Toponym resolver (geocoder)

The geocoder currently simply queries the GeoNames gazetteer using the Python library Geocoder and outputs coordinate points, if matches are found. I plan to expand this functionality in the future.

Data model

Currently, the program accepts strings or lists of strings as input. The input is assumed to be in Finnish and segmented to short-ish pieces (so that the input isn't for example a whole book chapter as a string).

Most users will want to use the geoparser module, as it wraps geoparsing pipeline and functions under a simple principle: text in, results out. See below for an example. The output of the process is a Pandas dataframe with the following columns:

Column header Description Data type Example
input_text The input sentence string "Matti Järvi vietti tänään hienon päivän Lahdessa"
input_order The index of the inserted texts. i.e. the first text is 0, the second 1 etc. int 0
doc Spacy doc object of the sent analysis doc Matti Järvi vietti tänään hienon päivän Lahdessa
locations_found Whether locations were found in the input sent boolean True
locations Location tokens in the og wordform, if found (list of) string(s) or none "Lahdessa"
loc_lemmas Lemmatized versions of the locations (list of) string(s) or none "Lahti"
loc_spans index of the start and end characters of the identified locations in the input text string tuple (40, 48)
names Versions of the locations returned by querying GeoNames (list of) string(s) or none "Lahti"
coord_points Long/lat coordinate points in WGS84 (list of) tuple(s), Shapely Point(s) or none (25.66151, 60.98267)
* id The identifying element, like tweet id, tied to each input text. Optional string, int, float "first_sentence"

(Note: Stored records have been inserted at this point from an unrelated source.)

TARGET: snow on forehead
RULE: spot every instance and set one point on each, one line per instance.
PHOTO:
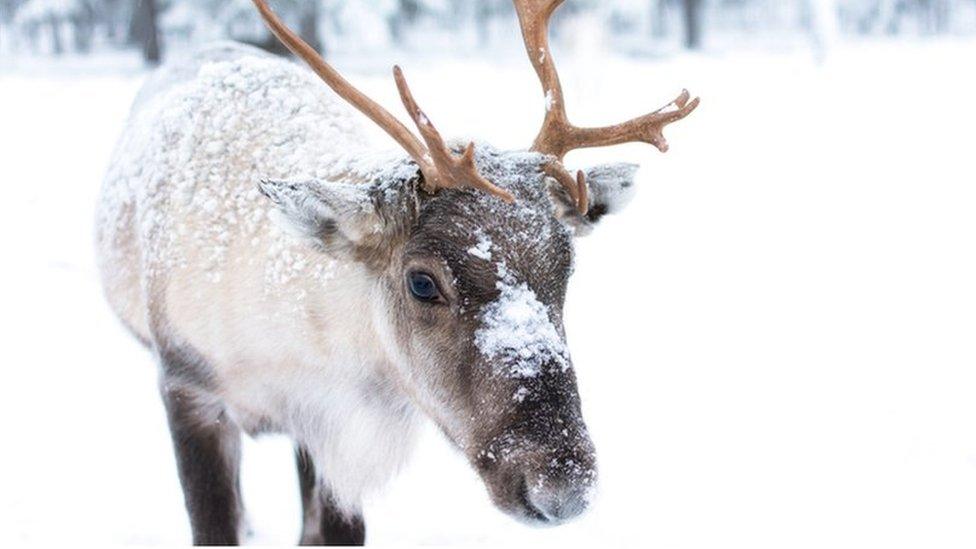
(531, 219)
(517, 333)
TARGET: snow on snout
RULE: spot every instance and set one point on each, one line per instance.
(516, 331)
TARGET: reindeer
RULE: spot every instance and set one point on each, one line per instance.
(287, 278)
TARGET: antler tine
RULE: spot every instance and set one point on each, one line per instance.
(440, 167)
(373, 110)
(534, 17)
(558, 135)
(447, 170)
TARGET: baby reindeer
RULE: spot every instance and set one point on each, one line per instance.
(288, 279)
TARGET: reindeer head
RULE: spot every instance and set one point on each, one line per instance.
(471, 258)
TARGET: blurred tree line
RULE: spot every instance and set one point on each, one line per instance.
(59, 26)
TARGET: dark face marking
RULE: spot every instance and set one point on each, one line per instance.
(488, 360)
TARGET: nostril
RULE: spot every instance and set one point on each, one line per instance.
(556, 503)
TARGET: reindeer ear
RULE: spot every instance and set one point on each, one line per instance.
(338, 216)
(611, 187)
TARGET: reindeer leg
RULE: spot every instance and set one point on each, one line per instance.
(207, 445)
(323, 522)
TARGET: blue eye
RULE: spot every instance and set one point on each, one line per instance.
(422, 287)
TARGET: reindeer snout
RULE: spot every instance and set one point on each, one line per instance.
(560, 499)
(543, 482)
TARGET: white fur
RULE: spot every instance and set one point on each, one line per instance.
(186, 247)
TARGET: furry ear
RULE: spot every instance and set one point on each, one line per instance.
(340, 216)
(611, 187)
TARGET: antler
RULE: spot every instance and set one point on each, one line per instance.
(558, 135)
(440, 167)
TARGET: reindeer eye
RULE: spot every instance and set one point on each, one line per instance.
(422, 287)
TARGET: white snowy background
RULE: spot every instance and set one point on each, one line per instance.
(776, 343)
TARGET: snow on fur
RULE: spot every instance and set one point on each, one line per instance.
(516, 331)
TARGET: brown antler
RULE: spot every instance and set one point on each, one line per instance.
(558, 135)
(440, 167)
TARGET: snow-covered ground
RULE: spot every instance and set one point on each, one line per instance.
(776, 344)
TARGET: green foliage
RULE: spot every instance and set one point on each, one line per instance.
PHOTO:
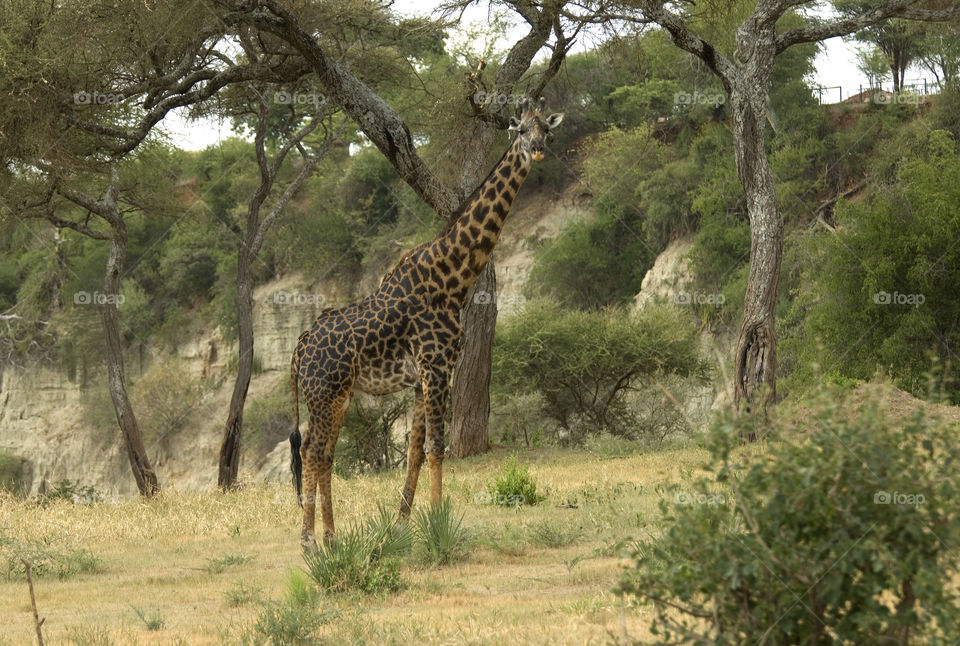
(46, 559)
(11, 473)
(366, 442)
(267, 421)
(152, 620)
(585, 363)
(843, 529)
(514, 486)
(164, 398)
(220, 564)
(882, 286)
(440, 533)
(362, 558)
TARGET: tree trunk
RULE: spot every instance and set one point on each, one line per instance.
(470, 387)
(471, 384)
(755, 361)
(232, 433)
(142, 470)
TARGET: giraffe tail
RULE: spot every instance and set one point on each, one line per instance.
(296, 464)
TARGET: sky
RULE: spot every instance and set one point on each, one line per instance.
(835, 66)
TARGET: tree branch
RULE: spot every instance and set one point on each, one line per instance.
(851, 24)
(379, 121)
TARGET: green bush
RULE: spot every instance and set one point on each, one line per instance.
(440, 532)
(366, 442)
(363, 558)
(585, 363)
(11, 473)
(880, 291)
(838, 533)
(514, 486)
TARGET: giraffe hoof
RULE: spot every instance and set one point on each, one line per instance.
(308, 543)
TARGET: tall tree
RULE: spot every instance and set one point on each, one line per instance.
(745, 74)
(391, 135)
(74, 108)
(255, 230)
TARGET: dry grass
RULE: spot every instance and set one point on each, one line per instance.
(511, 587)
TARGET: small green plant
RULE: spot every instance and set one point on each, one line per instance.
(242, 594)
(838, 533)
(221, 563)
(153, 621)
(363, 558)
(515, 486)
(440, 532)
(46, 560)
(89, 636)
(70, 491)
(548, 533)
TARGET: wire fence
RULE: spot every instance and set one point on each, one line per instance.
(912, 89)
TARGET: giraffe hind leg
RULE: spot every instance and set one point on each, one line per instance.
(414, 454)
(317, 458)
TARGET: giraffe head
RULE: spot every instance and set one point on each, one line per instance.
(533, 129)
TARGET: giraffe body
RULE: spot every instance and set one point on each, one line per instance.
(404, 335)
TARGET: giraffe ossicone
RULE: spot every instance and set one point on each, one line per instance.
(404, 335)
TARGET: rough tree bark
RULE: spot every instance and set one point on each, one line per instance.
(107, 210)
(256, 230)
(746, 81)
(470, 400)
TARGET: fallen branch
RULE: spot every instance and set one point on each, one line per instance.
(33, 602)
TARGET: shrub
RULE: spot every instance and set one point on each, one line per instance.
(11, 473)
(164, 398)
(882, 287)
(585, 363)
(514, 486)
(362, 558)
(440, 532)
(838, 534)
(366, 441)
(294, 621)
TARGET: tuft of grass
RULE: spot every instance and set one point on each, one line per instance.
(364, 558)
(220, 564)
(242, 594)
(514, 486)
(153, 621)
(551, 534)
(46, 560)
(441, 533)
(89, 636)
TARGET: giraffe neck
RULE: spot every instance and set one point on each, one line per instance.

NOTE. There's some redundancy in the output currently. This is mostly because I want to cover every base at this point. The data model is still subject to change as the work progresses.

Usage

There are number of preparation steps involved to use this geoparser.

Preparations

pip install fingerGeoparser
  • This should install all the dependencies and the geoparser.
  • Next, you'll need the spaCy pipeline, which for example includes the fine-tuned BERT model. The pipeline wheel is released here. Simply install it like this:
pip install https://github.com/Tadusko/finger-NLP-resources/releases/download/v0.1.0/fi_geoparser-0.1.0-py3-none-any.whl
  • This adds the pipeline (fi_geoparser) in your pip environment.
  • Voikko is used for lemmatizing (e.g. Turussa -> Turku) the input texts.
    • Using voikko may require downloading a dictionary file and a DLL file (on Windows). Follow the instructions listed here if you get voikko related errors.
    • NOTE getting the DLL to work on Windows can be a hassle. I had to add path to the folder with the DLL as a system path.
  • Create a GeoNames account (or a few). The account's username is used as an API key when querying GN and is provided for Finger when geoparsing.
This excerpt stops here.